Several Jeeps pulled into the parking area. The reporters watched a half-dozen Rebel soldiers—male and female, all in tiger-stripe—step out of the Jeeps. The soldiers were all armed with automatic weapons and sidearms.
“Really?” Judith smiled. She pointed to the Rebels. “Well, don’t tell me Tri-states doesn’t exist—tell them!”
Before leaving the reception center, each member of the press was handed a pass marked: VISITOR—PRESS. It was dated and signed by Roisseau.
“Don’t lose those passes,” he cautioned them. “You people don’t have permanent papers with prints, pictures, and serial numbers. Our equivalent of social security.”
“Why are those papers necessary?” a reporter asked.
“We’ve given asylum to many so-called criminals from bordering states. Some of the police from those states have tried to come in after them, undercover, slipping in without our knowledge. They didn’t make it, but it did force us to go to a permanent ID.”
“I don’t… quite understand.” Judith looked up from the pamphlet she’d been reading. She was very interested in this state. “What kind of so-called criminals?”
“As you have probably read, or heard, our laws are different from yours. Very different. In other states, if you were to shoot a punk trying to steal your car, your TV set, or whatever, you would be put in jail and charged. Not here. There is a full investigation, of course—we’re not animals—but we do believe that a punk is a punk, and that a person has the right to protect what is his or hers from unlawful search or seizure.
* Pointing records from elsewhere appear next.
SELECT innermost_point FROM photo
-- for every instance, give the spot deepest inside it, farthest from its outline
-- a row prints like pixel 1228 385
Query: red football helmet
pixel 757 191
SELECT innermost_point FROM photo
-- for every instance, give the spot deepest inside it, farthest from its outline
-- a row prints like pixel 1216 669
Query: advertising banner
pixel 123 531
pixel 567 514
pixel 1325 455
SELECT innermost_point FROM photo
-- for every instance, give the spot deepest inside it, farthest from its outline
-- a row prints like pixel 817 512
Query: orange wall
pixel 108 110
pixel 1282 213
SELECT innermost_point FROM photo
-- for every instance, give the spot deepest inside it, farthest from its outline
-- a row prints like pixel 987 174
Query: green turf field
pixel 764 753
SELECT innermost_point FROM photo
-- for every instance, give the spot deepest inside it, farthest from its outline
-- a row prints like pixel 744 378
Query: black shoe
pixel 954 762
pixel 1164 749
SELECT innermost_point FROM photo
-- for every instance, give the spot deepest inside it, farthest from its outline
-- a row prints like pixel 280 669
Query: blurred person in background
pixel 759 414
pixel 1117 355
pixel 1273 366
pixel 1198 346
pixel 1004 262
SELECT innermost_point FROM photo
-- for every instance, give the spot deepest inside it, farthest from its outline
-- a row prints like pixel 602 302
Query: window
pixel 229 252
Using any authorized weapon.”
“How many children have been shot?”
“None. Our children are taught, not only in the home, but in public schools, the difference between right and wrong—as we see it.”
“You said authorized weapons…?”
“Rifle, pistol, knife, hands, fists, feet… whatever is available. Our citizens”—he smiled—“do not possess nuclear weapons.”
Barney shuddered. He had discovered how swiftly events could occur in this state. All over a little joke.
“Explain those permanent IDs,” Roisseau was asked.
“Each ID is numbered, the same number is on the person’s bank account, driver’s license, home title. That number is placed in a central computer bank. Along with the number is placed the person’s vital statistics. It’s very easily checked and almost impossible to hide an identity.”
“What comes next, Sergeant: tattooing at birth?” It was sarcastically put.
Barney resisted an impulse to tell the reporter to please watch his mouth.
Sergeant Roisseau smiled patiently. “No, sir, it’s past 1984. Your government is the one who turned on its law-abiding, taxpaying citizens, not ours.”
“What is the penalty for carrying a false ID?”
Roisseau’s eyes were chilly as he said, “It’s unpleasant. I hope you all have a nice stay in our area. It will be as nice as you make it.”
A member of the armed forces of Tri-states rode in each van and bus. As they pulled out of the reception center, a soldier rose and faced Clayton Charles’s group.